Lenka Bernadetta Nezbedová was born on April 16, 1962 in the maternity hospital in Šumperk. She has lived all her life in the small village of Štědrákova Lhota in the Hanušovice Highlands. Her grandfather, Josef Turek, was imprisoned by the Nazis in the Small Fortress of Terezín for several months during the Second World War. Her father Miroslav Nezbeda went through a concentration camp and at the end of the war was a member of the Rikitan partisan unit. He was also imprisoned during the communist regime. For attempting to cross the border, he spent two and a half years in the correctional labour camps at the uranium mines in the Jáchymov region. Lenka Nezbedová perceived the totalitarian nature of the communist regime from childhood. Because of her belief in God, she had a bad report card and did not get to study music science at the desired university. For political reasons, she almost did not even finish the Faculty of Education at Palacký University in Olomouc. She led camps of believing youth from the parish in Ruda nad Moravou, for which she was followed and interrogated by the State Security.

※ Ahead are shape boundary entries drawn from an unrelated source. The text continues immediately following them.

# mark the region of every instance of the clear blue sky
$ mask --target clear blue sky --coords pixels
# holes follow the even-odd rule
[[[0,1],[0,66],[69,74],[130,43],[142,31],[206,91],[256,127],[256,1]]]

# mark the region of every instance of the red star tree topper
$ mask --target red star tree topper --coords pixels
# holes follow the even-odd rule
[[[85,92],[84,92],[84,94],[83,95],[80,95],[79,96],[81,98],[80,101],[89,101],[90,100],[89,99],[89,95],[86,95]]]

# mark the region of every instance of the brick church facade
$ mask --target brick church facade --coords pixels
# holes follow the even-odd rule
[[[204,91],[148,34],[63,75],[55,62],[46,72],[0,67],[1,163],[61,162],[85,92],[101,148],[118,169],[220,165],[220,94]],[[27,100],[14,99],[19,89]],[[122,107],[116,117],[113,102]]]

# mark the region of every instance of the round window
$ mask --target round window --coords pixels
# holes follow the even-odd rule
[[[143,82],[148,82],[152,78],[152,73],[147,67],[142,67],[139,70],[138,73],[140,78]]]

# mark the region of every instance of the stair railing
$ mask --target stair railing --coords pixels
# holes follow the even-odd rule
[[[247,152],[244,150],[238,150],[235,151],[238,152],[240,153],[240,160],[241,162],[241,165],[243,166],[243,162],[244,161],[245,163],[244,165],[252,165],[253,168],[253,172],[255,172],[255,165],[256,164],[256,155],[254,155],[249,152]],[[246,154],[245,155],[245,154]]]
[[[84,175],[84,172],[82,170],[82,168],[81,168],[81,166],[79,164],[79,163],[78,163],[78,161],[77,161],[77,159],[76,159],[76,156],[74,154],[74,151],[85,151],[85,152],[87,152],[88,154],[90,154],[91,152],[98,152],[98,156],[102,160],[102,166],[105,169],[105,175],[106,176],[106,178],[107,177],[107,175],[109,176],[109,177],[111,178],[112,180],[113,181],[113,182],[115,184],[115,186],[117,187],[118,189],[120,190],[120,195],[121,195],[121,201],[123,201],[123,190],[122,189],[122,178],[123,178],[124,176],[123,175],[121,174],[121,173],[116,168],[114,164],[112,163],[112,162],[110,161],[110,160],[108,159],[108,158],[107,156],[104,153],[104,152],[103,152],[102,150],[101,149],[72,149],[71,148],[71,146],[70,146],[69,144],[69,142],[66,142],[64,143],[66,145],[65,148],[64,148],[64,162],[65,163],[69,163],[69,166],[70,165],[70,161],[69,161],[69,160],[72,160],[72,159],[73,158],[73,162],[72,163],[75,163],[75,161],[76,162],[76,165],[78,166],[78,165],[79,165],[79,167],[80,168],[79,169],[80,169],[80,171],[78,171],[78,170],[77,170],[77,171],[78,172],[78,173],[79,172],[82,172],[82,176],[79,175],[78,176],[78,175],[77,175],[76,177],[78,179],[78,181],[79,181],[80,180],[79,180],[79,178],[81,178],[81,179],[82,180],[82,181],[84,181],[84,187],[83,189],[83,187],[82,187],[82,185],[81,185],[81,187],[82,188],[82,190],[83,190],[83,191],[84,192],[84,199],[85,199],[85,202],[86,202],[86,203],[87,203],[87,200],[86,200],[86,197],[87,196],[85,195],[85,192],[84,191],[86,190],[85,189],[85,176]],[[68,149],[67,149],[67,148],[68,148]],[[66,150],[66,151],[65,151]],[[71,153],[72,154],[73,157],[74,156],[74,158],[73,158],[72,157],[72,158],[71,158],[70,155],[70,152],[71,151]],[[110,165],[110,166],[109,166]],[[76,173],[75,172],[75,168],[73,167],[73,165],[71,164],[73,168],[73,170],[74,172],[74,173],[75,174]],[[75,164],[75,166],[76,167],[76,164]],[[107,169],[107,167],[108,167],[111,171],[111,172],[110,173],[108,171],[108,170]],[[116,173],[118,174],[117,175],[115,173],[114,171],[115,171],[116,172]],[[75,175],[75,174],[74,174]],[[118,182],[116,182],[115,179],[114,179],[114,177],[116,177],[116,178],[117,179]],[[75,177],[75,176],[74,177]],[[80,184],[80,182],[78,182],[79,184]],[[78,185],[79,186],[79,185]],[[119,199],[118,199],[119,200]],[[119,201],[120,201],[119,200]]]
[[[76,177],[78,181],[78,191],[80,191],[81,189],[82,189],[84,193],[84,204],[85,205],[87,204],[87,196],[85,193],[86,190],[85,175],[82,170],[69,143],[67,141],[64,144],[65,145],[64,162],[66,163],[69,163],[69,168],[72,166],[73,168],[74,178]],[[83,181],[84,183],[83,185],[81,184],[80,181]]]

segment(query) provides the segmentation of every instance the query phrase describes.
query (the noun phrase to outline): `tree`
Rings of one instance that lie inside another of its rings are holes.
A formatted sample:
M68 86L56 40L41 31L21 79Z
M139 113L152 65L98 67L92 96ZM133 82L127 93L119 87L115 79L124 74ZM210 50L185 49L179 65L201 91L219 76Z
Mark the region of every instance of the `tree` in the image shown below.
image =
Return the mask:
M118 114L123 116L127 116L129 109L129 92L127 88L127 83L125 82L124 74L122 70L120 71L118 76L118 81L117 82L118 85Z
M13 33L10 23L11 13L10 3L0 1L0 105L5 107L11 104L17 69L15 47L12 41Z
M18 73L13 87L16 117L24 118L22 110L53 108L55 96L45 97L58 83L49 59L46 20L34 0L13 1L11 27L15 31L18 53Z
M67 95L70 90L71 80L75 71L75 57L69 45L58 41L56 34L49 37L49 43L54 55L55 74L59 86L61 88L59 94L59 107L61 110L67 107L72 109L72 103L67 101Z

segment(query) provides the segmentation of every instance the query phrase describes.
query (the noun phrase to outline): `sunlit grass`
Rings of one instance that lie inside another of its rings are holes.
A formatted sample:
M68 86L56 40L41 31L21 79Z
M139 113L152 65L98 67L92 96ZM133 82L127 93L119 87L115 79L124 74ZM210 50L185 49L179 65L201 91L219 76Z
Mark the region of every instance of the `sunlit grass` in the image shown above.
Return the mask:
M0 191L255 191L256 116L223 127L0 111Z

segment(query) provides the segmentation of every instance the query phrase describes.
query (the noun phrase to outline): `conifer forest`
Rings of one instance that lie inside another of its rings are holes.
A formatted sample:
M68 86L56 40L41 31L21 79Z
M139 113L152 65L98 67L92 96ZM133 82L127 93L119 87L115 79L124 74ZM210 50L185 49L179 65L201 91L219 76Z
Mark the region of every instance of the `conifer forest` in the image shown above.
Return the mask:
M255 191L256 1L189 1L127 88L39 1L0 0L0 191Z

Immediately after the state exams, all of which she passed with flying colours, she was summoned before the university disciplinary committee. She was threatened with expulsion, but it all ended in a reprimand. After her studies, she worked as a teacher at the Folk Art School in Šumperk. She took part in secret housing seminars, various youth meetings and spiritual renewals in various parts of the country. In November 1989, she was one of the organizers of a trip to Rome for the canonization of Agnes of Bohemia. During the Velvet Revolution she became a member of the Civic Forum in her job at the People‘s School of Art. After the fall of communism, she joined the women‘s Roman Catholic secular institute, the Work of Blessed Zdislava, under the religious name Bernadette. At the time of filming in 2024, she had been the prioress in Zdislavice for twelve years.”